Across continues to be a loser in every way. Despite massive efforts in the low end of the market to promote this incompatible Teutonic travesty and the availability of the client software free of charge to its victims (translators), no real progress has been made in the Drang nach Marktanteil. One would expect that a good solution supported by a competent professional development team and a marketing budget, available free to translators, would easily beat the low-profile OmegaT. And I am sure that this is the case. The case simply doesn't apply to Across, which drives some of the most technically competent translators I know completely berserk. The fact that OmegaT is about twice as popular despite its volunteer development and total lack of marketing budget speaks volumes.

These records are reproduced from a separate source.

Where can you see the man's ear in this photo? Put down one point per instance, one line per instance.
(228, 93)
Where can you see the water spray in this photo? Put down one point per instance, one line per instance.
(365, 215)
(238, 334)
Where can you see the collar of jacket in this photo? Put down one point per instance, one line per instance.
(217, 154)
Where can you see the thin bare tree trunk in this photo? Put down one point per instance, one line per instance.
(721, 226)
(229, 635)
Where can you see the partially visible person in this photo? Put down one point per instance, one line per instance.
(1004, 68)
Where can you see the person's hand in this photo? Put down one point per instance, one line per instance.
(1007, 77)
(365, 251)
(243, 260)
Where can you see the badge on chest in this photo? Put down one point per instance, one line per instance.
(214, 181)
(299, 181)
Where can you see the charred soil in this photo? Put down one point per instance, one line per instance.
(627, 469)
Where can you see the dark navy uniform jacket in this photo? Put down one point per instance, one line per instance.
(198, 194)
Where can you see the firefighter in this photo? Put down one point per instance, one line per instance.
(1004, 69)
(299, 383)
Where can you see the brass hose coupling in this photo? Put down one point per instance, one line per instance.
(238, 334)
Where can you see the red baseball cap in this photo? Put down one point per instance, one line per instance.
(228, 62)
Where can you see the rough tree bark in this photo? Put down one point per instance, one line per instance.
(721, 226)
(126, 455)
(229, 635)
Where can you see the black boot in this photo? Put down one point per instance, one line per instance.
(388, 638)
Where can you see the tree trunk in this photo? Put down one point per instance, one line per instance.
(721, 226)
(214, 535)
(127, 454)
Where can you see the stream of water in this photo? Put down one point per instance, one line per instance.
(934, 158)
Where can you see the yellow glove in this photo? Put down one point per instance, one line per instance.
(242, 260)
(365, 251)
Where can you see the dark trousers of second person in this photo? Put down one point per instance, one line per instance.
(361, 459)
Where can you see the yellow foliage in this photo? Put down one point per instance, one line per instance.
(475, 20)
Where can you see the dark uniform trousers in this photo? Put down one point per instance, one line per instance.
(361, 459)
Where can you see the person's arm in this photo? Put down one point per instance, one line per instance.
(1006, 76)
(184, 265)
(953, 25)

More important than any of the individual figures for translation support tools are some of the implications for interoperable workflows that the numbers reveal. Most of the tools listed support XLIFF, so if you use a tool capable of exporting and reimporting translation content as XLIFF, developing an interoperable workflow for translation and review that will work with the majority of tools will probably not be that difficult. An XLIFF file from SDL Trados Studio or memoQ is usually a no-brainer for translation in Déjá Vu, OmegaT, Cafetran or Fluency, for example, and any concerns can be checked quickly with a "roundtrip test" using pseudotranslation or simply copying the source text to the target, for example.

While individual tools have largely improved in their mutual compatibility and ability to share translation and resource data, there is legitimate continuing concern about the increased use of translation servers by translation agencies and corporations with volume needs who manage their own translation processes. Jost Zetsche and I have expressed concerns in the past regarding the lack of compatibility between server platforms and various clients, though with the appropriate use of exchange formats, this can still be overcome.

The greatest challenges I have seen with server-based work is that the people creating and "managing" projects on these servers often lack a basic understanding of the processes involved, so that the skills of the translators competent with a particular client tool may be effectively nullified by an incompetently prepared job. I experienced this myself recently where segmentation, termbase rights and even the source language were set wrong on the server, and the project manager had no idea how to correct the situation. However, things worked out in the end, because I had a playbook of strategies to apply for such a case. In the end, better training and a good understanding of the interfaces to the processes our partners use can get us past most problems.